Эти ужасные, низкие, нагло грубые анонимные угрозы обрушились на меня столь неожиданно, что, как говорят итальянцы, они были как гром в яркий солнечный день.
Совершенно не подозревая о содержимом, я беспечно вскрыл конверт в присутствии матери; но, едва прочитал записку, я был настолько убит, что у меня не было сил удержать этот крошечный листок бумаги.
Руки у меня дрожали как осиновый лист, меня всего трясло; я был охвачен ужасом и сгорал от стыда.
Кровь отлила от щек, губы стали холодными и безжизненными, на лбу выступил ледяной пот; я чувствовал, как белею, и знал, что мои щеки приобретают мертвенно-бледный, серовато-синий оттенок.
Тем не менее я старался справиться с волнением. Я поднес ко рту ложечку с кофе, но, как только она коснулась моих губ, меня затошнило и едва не вырвало. Качка и тряска в шторм не могла бы вызвать столь ужасного приступа тошноты, как тот, от которого тогда корчилось мое тело. И даже Макбет, увидев призрак убитого Банко, не мог бы испугаться сильнее, чем я.
Что мне было делать? Позволить, чтобы меня на весь свет объявили содомитом, или покинуть человека, который был мне дороже самой жизни? Нет, лучше смерть, чем то или другое.
— Но вы только что сказали, что хотели бы, чтобы весь мир знал о вашей любви к пианисту.
— Да, признаю, хотел и не отрицаю этого, но вам когда-нибудь удавалось разобраться в противоречивой человеческой душе?
— Кроме того, вы же не считали содомию преступлением?

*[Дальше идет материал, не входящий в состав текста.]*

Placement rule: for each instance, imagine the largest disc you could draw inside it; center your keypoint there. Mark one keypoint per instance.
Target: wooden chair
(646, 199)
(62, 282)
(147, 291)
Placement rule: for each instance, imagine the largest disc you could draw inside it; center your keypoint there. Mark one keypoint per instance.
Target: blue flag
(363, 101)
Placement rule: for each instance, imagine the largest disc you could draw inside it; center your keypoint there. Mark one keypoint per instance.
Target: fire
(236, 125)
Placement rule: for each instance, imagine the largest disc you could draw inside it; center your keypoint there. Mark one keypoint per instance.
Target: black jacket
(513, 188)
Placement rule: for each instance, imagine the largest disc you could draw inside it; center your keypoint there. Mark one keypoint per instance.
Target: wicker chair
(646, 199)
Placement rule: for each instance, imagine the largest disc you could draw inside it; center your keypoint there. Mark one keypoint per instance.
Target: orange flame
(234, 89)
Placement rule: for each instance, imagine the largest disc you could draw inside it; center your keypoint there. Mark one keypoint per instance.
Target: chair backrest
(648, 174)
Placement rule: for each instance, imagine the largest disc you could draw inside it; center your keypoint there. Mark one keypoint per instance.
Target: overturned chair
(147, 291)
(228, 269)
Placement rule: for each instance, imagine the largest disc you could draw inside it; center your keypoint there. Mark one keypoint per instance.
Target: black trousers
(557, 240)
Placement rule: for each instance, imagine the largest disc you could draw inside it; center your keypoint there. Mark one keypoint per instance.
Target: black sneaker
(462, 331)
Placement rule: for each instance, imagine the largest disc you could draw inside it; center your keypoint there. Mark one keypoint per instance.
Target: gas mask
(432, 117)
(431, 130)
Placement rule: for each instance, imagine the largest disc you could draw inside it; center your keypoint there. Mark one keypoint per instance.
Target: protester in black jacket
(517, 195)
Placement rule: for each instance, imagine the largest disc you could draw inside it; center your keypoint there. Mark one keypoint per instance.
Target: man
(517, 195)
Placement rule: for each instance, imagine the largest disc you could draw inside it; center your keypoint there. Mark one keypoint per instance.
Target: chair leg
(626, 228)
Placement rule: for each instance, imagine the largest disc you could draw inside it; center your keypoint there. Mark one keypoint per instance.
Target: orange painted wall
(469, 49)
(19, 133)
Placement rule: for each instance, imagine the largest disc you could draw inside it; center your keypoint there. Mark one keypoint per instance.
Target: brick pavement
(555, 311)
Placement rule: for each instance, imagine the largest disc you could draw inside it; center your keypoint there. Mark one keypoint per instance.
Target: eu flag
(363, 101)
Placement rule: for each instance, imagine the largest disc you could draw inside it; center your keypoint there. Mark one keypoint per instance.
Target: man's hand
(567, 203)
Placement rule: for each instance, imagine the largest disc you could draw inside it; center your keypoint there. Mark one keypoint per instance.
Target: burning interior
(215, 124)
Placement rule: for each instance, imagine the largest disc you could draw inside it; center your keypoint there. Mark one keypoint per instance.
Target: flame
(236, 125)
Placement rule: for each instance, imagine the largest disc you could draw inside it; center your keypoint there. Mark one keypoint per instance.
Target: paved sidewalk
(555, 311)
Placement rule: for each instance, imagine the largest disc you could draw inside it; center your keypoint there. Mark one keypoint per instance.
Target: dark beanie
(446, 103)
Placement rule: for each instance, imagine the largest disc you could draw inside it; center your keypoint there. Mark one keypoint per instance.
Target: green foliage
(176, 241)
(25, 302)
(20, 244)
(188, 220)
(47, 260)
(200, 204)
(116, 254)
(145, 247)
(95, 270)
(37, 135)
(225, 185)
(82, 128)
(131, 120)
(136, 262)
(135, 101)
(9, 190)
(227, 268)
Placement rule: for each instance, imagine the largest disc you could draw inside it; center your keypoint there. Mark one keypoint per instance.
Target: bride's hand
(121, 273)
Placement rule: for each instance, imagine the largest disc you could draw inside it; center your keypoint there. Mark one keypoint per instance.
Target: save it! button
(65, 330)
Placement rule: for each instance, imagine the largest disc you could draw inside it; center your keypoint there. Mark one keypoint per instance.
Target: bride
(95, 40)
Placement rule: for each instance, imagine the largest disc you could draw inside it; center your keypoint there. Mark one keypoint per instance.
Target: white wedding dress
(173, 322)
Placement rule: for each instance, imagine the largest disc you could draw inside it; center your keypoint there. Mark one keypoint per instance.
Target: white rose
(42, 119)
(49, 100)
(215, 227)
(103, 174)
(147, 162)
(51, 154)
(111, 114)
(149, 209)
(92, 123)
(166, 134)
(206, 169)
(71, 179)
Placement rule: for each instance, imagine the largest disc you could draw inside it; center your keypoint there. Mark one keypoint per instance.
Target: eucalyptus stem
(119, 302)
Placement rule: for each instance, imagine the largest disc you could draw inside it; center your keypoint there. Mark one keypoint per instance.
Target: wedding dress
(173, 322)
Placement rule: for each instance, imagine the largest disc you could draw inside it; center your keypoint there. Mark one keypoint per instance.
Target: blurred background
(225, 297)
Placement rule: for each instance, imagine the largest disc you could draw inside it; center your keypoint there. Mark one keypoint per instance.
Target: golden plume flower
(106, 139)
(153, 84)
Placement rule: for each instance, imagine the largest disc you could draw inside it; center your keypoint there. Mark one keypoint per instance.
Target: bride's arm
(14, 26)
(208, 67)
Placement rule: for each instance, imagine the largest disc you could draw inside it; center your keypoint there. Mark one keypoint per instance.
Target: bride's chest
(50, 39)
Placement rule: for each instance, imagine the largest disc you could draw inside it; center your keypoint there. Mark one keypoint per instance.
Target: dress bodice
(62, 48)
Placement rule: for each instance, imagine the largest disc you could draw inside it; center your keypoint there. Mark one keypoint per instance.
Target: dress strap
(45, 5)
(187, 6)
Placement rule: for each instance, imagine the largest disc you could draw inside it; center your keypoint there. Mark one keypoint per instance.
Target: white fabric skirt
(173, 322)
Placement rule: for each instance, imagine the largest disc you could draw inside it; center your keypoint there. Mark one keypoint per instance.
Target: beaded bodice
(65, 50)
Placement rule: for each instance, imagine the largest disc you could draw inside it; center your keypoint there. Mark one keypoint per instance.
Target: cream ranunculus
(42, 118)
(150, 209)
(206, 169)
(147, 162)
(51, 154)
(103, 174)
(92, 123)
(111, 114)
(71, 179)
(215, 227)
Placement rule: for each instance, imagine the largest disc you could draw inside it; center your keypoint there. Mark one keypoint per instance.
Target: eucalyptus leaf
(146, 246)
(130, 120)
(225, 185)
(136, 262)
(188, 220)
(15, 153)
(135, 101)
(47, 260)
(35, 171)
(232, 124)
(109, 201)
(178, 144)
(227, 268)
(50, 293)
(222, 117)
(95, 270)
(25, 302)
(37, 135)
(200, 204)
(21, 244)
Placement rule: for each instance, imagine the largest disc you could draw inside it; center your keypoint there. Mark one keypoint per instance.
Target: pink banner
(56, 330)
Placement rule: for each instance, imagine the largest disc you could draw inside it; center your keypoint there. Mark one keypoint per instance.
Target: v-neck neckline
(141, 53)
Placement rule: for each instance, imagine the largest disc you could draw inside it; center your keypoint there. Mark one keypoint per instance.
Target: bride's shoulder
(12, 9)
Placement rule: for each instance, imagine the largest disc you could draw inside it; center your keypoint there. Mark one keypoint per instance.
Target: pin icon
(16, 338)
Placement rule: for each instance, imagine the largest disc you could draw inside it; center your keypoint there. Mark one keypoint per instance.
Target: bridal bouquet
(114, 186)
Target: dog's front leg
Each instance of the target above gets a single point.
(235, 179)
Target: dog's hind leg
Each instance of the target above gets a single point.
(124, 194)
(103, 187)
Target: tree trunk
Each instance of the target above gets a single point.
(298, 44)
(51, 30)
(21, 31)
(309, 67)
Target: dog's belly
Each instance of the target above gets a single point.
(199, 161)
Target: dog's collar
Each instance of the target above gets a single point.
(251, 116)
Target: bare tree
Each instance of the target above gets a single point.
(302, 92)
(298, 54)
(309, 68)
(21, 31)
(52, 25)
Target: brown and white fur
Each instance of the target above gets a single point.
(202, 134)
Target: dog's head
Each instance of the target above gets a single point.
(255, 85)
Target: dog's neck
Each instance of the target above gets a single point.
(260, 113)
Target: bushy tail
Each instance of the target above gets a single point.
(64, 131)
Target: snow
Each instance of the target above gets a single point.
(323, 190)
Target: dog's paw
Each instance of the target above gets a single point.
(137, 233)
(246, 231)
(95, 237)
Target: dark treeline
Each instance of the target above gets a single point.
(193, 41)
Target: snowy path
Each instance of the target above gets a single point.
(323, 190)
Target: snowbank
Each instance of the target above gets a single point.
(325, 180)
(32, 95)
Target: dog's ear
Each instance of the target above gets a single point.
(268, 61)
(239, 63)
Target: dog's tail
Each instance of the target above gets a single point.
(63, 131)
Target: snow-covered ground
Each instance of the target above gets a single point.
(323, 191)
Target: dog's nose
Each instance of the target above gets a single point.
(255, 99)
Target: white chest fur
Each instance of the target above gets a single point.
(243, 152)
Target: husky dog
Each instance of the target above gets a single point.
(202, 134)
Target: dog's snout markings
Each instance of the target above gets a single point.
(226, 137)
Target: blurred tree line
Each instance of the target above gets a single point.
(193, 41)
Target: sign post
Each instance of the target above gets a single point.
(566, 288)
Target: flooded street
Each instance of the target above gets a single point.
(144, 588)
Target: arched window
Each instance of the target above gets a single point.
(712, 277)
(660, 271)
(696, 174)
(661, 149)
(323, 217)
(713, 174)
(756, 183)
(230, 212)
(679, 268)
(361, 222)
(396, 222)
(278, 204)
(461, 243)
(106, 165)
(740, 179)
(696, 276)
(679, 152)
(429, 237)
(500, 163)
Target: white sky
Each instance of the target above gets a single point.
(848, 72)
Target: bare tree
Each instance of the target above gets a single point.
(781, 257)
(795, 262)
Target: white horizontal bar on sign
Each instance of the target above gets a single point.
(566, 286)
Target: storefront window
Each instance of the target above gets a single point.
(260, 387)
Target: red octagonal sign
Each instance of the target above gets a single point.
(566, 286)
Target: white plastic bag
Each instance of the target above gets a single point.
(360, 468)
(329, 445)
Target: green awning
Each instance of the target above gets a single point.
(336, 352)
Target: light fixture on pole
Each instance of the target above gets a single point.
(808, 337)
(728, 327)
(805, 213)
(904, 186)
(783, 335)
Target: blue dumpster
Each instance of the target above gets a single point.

— Нет; разве этим я причинил зло обществу?
— Тогда почему вы так испугались?
— Одна дама во время приема гостей спросила своего маленького трехлетнего сынишку, который и говорить-то толком еще не умел, где его папа.
«В своей комнате», — сказал он.
«А что он делает?» — поинтересовалась неосмотрительная мать.
«Он делает пук-пук», — невинно ответил сорванец дискантом, достаточно громким, чтобы его услышали все присутствующие.
Вы представляете себе чувства матери и жены, когда через несколько минут ее муж вошел в комнату? Бедняга рассказывал мне, что счел себя чуть ли не опозоренным, когда жена, краснея, поведала ему об опрометчивости их ребенка. А разве он совершил преступление?
Найдется ли человек, который хотя бы раз в жизни не испытал бы полного удовлетворения от того, что испортил воздух, или, как звукоподражательно выразился ребенок, сделал «пук-пук»? Тогда чего же здесь стыдиться? Никакого преступления перед природой в этом нет.
Дело в том, что мы стали такими сладкоречивыми, такими утонченными, что сочли бы мадам Эглантайн, несмотря на ее царственные манеры, судомойкой. Мы стали столь сдержанными и чопорными, что скоро каждому члену парламента, для того чтобы ему позволили занять свое место, придется предоставлять свидетельство о нравственности от священника или учителя воскресной школы. Приличия должны быть соблюдены любой ценой; велеречивые редакторы — завистливые боги, и гнев их неукротим, ибо он приносит хороший доход, поскольку добропорядочные люди желают знать, чем занимаются их грешные собратья.
— Кто же написал вам эту записку?
— Кто? Я ломал над этим голову, и у меня возникло несколько смутных догадок, каждая из которых была также неосязаема и ужасна, как смерть Мильтона; каждая грозила вонзить в меня смертоносное жало. Например, я даже воображал, что это Телени решил проверить силу моей любви к нему.
— Это была графиня, не так ли?
— Я тоже так думал. Телени нельзя было любить наполовину, а влюбленная до безумия женщина способна на все. Однако маловероятно, чтобы дама воспользовалась таким оружием; к тому же она была в отъезде. Нет, это не была и не могла быть графиня. Но тогда кто же? Все, и никто.